Now we get to what the Professor, also a director of the Queensland Parenting and Family Support Centre, really wants here;

Every Family was Australia's largest public health trial and the positive findings were numerous. The exercise identified a need for widespread intervention in parenting and showed it was feasible to deliver an intervention on a large scale.

Not to put too fine a point on it, there is probably a buck to be made by Mr Academic.

He finishes,

It's only through communities coming together and working to help ordinary families become confident and competent in dealing with common behavioural, emotional and developmental problems of children that we will see a reduction in major mental health problems in children - and an increase in functional, happy families.

It would come as a shock to the writer, no doubt, that advocacy of 'public' solutions and state intervention has, over the past few decades, torn apart families by replacing the support members traditionally gave each other, with state support. Or perhaps he is slightly more sophisticated and believes that what the state broke, the state must fix.

Forget it. The state cannot deliver "...an increase in functional, happy families." The best hope for that eventuality is for it to get out of the way and allow the redevelopment of individual responsibility.


mojo said...

Aha ... so perhaps he has come home then Lindsay ... he was previously a kiwi professor at the university of Queensland, his parenting programme being 'Triple P,' hence his statements.

Having been associated with the 'helping' factions of society you must have become aware of the increasing self-righteous imposition on the proletariat?

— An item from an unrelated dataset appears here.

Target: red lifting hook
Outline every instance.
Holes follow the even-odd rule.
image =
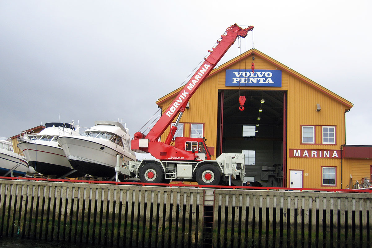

That he is 'pushing'for his programme in NZ is not surprising as it would appear that there has been a tendency to adopt an american alternative, incredible really. Years of research showing an effect & he sort of gets 'shafted.' But then again after years in australia he is really, in all probability, more of an alien than the mainstream american.
What he's expressing is really what 'professionals' do best ... it is indeed the 'we know better' dictum.

mojo said...

& the cricket has reached that 'tipping point' ..rain or collapse?

Traditionally parenting courses have faced a diminishing market,
beit Triple P, Incredible years,the Oregon number, & as presented by Universities, Parent Centres, Education Departments, Hospital Boards, etc. or imposed by CYFs, or our courts, or imposed as a means of avoiding court ... makes not much difference.

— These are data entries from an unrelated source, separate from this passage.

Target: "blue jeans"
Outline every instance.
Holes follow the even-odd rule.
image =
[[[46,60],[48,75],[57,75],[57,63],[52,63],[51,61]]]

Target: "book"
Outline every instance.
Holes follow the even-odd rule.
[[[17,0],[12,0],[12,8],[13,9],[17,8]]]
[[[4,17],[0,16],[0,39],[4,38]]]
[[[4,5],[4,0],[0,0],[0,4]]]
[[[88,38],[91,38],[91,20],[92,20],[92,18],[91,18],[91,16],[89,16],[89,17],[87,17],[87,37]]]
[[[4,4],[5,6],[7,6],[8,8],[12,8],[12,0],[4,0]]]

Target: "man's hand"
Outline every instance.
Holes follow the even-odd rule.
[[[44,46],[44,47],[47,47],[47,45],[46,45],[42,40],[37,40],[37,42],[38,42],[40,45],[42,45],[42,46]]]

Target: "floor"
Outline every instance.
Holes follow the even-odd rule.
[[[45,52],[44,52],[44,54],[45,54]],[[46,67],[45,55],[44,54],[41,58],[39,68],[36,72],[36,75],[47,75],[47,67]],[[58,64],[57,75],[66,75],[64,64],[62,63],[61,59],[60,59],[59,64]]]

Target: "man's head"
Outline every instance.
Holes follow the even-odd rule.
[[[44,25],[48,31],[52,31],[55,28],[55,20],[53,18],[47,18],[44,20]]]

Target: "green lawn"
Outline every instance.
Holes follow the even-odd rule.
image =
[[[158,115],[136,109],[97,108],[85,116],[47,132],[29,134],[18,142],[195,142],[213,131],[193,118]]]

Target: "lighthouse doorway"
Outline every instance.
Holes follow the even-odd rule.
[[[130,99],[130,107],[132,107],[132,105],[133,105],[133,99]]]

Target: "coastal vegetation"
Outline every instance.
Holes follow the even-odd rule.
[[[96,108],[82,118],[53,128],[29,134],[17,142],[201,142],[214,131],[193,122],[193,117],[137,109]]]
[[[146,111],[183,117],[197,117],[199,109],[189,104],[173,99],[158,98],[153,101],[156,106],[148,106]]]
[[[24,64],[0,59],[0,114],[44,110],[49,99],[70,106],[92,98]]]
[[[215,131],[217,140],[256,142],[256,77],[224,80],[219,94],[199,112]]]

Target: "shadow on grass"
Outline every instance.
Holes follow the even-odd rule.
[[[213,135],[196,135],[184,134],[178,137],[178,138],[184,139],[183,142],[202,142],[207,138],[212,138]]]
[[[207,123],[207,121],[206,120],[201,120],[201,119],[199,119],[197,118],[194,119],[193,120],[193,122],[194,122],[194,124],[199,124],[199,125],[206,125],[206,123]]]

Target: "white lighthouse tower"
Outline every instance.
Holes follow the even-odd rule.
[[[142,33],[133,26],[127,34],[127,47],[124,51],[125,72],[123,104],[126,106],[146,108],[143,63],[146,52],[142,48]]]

To maintain their viability, to substantiate the initial investment in them, requires compulsion ... now this compulsion can be 'voluntary' (and you will benefit from it) or it can be coercively initiated and maintained ... mais c'est la vie.

Anonymous said...

The best hope for that eventuality is for it to get out of the way and allow the redevelopment of individual responsibility.

The state can legislate for personal or familial responsibility rather than state responsibility

Familial responsibility - it can be your legal responsibility or provide for your kids or your parents. If they are starving or need healthcare, and you don't pay up, you go to jail, works very well in e.g. Singapore.

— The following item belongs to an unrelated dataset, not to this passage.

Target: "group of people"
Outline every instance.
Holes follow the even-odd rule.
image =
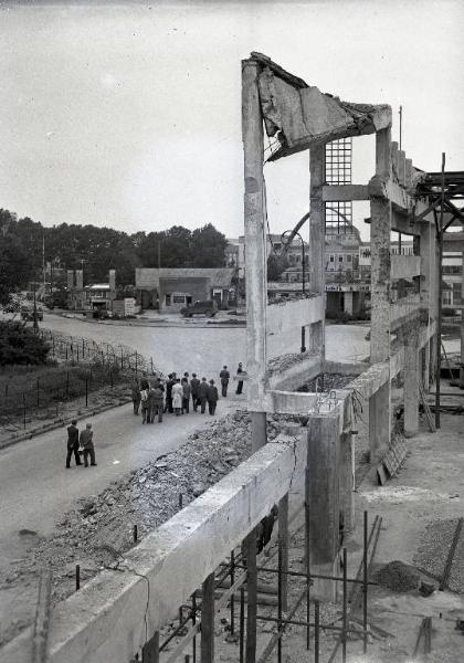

Personal responsibility - we could easily change the ACC act so that if you get injured it's your responsibility.

Lindsay Mitchell said...

Anon, That is the other extreme of state intervention, enforcing "familial responsibility". In fact in the 1800s NZ legislation did require family members, sometimes quite distant relatives, to support another. The Act was something like The Destitute Persons Act (don't quote me). I wouldn't want to see a return to such draconian measures. If people need help the source of it should be voluntary - family, friends, church, community group, charitable agency, etc. Keep the state out of that network because the state introduces force. Either through the sort of legislation you have suggested or by using taxpayer's money for purposes that he does not support.

ZenTiger said...

Great post.

Anonymous said...

The more things change, the more they stay the same, don't you think. No real changes and no real improvement, just the state sill throwing money to all and sundry with nil checks, nil ethics involved.